Reverse Lunge Instructions
- Stand upright with your feet shoulder width apart while holding a pair of dumbbells, or kettlebells at your sides
- Lunge backward with your right leg as far as you can comfortably while dropping your hips downward.
- Once in the down lunge position, push back to the starting position with both legs at the same time.
- Repeat with the left leg.
- Alternate legs for the desired number of repetitions.
Reverse Lunge Form Tips
- The thigh that is forward should be parallel with the floor at the bottom of the repetition.
- Keep both feet pointed straight ahead and keep the front foot planted firmly so the heel is down on the ground.
- Keep your back straight and head up throughout the movement while maintaining balance
- Your back knee should only be a couple inches from the ground at the bottom of the repetition.
- Breath in as you are lunging down, then out forcefully out as you push yourself back up
3 Common Mistakes
1. Front knee caves in
As you are doing the reverse lunge, it’s imperative that you keep your front knee in line with your toes (your middle toe). A common mistake is for the front knee to cave inward, which has many potential causes, including:
- Weak adductors, or the muscles on your inner thighs which help stabilize your knee
- Weak glutes, which also help stabilize the hips and knee.
- Sneakers that encourage your knee to cave in
- Flat feet
Consciously push your knee more outward, which helps your knee track your toes.
2. Hunching Over
Another common form mistake is to hunch your upper body forward as you complete the lunge. Instead, keep your shoulders back, upper body erect, and head up as you are completing the lunge.
You will feel a stretch on the front of your hip and thighs when you keep your upper body straight and erect. This is normal and expected.
Oftentimes, where your eyes go, your body goes. Look forward where you are stepping, but keep your head up as to avoid hunching over.
3. Leaning Side to Side
If you are holding dumbbells at your sides, or just doing a bodyweight lunge, it can be difficult to maintain your balance.
What may happen is that your torso may sway from side to side. There are several possible causes, including:
- Footwear makes it difficult to balance (try no shoes / sneakers)
- Lack of core activation and control (your abs should be engaged to prevent swaying)
Please note that if your front knee sticks too far out over your toes, it may put pressure on your front knee. But this is highly individual, meaning that someone who is tall for example must have his or her knee stick beyond the toes.
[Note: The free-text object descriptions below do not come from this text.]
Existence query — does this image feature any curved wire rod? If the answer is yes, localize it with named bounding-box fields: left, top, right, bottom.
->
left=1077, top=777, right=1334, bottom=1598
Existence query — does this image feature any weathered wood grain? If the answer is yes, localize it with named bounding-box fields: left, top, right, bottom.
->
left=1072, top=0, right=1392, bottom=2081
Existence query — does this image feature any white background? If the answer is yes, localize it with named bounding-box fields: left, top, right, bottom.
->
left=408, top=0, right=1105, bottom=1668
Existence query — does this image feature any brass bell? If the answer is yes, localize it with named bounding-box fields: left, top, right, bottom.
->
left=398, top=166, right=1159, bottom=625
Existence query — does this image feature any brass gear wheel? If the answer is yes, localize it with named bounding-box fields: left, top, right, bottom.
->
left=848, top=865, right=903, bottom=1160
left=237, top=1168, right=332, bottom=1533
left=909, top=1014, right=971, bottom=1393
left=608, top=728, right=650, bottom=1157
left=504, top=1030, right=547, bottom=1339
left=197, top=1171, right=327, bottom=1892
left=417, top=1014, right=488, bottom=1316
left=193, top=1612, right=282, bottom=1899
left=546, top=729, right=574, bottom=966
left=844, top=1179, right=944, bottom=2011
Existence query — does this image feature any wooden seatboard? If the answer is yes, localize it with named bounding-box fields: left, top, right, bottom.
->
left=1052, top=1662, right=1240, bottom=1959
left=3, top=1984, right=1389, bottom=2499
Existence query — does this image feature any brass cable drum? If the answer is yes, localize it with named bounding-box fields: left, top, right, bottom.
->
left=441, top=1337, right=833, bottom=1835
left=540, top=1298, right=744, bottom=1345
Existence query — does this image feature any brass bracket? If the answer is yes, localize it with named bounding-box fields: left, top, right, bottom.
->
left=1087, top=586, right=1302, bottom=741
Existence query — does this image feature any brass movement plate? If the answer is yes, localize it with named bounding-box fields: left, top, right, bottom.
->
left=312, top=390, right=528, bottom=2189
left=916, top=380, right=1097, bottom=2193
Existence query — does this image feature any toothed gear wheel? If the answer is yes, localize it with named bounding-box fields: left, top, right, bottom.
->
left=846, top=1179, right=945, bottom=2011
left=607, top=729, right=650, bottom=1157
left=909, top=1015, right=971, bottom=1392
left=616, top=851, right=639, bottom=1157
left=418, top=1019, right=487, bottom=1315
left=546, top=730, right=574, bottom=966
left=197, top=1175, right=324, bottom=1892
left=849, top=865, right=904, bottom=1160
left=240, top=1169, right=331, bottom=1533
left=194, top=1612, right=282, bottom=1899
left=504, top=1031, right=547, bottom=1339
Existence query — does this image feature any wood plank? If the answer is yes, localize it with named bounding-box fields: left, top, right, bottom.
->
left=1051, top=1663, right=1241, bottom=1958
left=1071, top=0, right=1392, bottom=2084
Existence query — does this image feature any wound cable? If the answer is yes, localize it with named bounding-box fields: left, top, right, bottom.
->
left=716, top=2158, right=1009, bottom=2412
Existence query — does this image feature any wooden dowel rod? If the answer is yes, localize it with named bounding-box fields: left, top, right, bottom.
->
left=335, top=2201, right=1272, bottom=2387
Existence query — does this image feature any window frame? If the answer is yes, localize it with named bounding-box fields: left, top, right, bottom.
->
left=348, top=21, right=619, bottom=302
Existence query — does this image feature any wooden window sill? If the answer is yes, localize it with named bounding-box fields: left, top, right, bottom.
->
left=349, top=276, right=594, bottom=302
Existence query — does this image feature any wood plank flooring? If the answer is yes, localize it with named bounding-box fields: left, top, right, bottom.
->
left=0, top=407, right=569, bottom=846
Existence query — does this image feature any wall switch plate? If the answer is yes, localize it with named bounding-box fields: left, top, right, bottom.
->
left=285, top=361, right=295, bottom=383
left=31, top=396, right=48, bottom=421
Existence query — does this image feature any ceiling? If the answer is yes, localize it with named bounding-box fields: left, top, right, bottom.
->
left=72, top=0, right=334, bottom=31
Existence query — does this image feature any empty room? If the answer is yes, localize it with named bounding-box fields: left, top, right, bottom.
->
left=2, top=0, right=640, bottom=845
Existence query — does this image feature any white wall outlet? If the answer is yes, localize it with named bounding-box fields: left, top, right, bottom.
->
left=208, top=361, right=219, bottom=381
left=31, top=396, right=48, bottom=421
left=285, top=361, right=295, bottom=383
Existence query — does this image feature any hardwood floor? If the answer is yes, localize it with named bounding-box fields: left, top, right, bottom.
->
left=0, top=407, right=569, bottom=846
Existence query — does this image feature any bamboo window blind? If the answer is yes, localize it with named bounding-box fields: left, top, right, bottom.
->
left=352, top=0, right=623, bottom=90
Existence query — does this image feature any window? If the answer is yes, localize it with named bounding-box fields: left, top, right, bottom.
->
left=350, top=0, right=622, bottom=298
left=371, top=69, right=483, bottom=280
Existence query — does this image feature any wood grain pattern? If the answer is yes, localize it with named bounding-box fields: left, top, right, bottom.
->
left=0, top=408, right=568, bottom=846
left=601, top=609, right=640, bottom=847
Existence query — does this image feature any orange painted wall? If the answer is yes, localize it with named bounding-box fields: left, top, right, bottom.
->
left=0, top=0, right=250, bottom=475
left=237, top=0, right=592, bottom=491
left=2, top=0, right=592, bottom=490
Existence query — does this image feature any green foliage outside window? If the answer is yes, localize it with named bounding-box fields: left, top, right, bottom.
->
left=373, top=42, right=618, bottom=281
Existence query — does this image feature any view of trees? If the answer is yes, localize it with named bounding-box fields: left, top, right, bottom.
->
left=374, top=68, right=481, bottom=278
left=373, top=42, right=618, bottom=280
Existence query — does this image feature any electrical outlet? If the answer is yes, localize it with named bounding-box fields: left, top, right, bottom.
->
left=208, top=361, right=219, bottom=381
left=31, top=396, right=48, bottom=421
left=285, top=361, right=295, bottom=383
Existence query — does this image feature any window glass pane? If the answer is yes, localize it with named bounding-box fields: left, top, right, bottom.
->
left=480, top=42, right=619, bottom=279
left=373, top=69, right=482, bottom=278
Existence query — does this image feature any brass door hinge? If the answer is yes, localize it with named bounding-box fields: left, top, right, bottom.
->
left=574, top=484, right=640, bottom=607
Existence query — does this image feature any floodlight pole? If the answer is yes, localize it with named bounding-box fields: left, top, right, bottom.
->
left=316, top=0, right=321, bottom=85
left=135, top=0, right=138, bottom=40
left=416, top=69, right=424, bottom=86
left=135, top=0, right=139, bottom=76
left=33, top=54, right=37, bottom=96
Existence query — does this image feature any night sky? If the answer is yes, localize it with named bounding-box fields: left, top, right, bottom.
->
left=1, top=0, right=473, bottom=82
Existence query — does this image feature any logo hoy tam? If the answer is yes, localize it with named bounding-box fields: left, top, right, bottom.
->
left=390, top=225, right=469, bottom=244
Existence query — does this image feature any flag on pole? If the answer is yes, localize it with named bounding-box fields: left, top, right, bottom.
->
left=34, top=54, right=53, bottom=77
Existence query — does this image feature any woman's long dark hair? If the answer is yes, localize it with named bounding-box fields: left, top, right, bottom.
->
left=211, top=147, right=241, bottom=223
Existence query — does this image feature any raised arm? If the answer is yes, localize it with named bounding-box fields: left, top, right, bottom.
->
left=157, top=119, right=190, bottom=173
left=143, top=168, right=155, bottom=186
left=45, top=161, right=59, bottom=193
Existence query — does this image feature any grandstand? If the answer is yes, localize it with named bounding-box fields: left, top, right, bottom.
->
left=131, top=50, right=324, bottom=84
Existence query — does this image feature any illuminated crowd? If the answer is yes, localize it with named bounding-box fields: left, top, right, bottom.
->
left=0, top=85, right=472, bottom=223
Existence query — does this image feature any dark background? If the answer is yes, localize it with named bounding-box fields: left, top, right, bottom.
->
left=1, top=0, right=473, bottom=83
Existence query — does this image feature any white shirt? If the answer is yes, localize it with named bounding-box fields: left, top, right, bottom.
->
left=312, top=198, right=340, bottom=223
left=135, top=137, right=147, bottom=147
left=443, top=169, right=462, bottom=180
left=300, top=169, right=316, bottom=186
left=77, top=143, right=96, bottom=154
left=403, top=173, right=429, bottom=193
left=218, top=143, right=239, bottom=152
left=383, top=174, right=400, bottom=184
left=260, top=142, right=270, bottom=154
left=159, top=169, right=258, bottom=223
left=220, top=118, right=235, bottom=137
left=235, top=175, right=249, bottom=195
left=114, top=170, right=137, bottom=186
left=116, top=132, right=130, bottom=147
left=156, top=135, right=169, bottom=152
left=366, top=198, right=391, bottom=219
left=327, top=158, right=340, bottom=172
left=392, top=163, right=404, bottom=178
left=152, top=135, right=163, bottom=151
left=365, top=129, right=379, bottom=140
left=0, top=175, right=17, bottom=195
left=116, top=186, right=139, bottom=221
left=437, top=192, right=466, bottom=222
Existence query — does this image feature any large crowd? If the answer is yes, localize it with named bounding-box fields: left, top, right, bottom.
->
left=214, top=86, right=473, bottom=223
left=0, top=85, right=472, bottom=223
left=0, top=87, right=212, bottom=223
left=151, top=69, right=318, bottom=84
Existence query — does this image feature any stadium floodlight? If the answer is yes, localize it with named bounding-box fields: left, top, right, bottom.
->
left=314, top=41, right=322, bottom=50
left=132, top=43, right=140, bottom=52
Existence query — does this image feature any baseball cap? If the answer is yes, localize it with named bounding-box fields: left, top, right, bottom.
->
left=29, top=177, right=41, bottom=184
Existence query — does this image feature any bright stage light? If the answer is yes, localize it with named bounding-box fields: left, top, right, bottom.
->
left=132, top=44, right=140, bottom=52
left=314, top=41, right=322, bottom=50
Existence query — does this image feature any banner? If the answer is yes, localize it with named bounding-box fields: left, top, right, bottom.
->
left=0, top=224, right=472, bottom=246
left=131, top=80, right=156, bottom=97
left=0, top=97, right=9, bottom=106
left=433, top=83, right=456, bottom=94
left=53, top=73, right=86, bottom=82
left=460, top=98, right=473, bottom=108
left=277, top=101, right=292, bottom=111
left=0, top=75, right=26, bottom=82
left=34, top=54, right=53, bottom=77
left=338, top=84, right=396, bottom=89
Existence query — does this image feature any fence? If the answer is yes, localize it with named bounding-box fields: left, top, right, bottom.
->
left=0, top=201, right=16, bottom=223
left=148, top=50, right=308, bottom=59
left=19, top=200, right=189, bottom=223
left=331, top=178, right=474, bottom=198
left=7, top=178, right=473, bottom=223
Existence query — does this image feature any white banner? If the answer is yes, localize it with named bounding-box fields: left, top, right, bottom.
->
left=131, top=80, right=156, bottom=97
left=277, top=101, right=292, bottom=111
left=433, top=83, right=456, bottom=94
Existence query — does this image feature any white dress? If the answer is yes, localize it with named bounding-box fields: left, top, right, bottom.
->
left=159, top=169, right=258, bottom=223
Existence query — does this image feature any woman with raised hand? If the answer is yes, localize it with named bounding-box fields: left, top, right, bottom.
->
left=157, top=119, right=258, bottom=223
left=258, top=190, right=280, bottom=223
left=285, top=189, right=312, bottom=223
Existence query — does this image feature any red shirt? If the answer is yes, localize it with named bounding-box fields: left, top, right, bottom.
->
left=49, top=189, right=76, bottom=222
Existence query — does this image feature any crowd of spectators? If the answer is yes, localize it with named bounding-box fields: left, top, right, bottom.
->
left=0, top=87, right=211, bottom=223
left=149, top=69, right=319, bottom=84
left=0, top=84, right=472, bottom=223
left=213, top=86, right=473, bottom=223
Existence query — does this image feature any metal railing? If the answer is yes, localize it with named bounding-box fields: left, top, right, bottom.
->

The key is to feel the exercise in your front thighs and glute muscles while having the pressure even across the front of your foot (you’re not leaning too far forward or backward).
Forward vs. Reverse Lunge: What’s The Difference?
The obvious difference is that with reverse lunges, instead of lunging forward, you are lunging backwards.
So why is this so different? There are a few reasons:
- Maintaining balance is more challenging with the reverse lunge because you are reaching your back foot behind you so you can’t see where it lands.
- When done properly, the reverse lunge is a very smooth motion that stimulates the muscles on the front of the leg to a larger degree than the forward lunge.
- Reverse lunges are less plyometric. So aside from balancing, reverse lunges are easier than forward lunges and you can typically hold more weight.
If you add reverse lunges to your routine, please be careful that you are maintaining your balance and staying upright. That’s really the key.
I hope you enjoyed this tutorial on reverse lunges!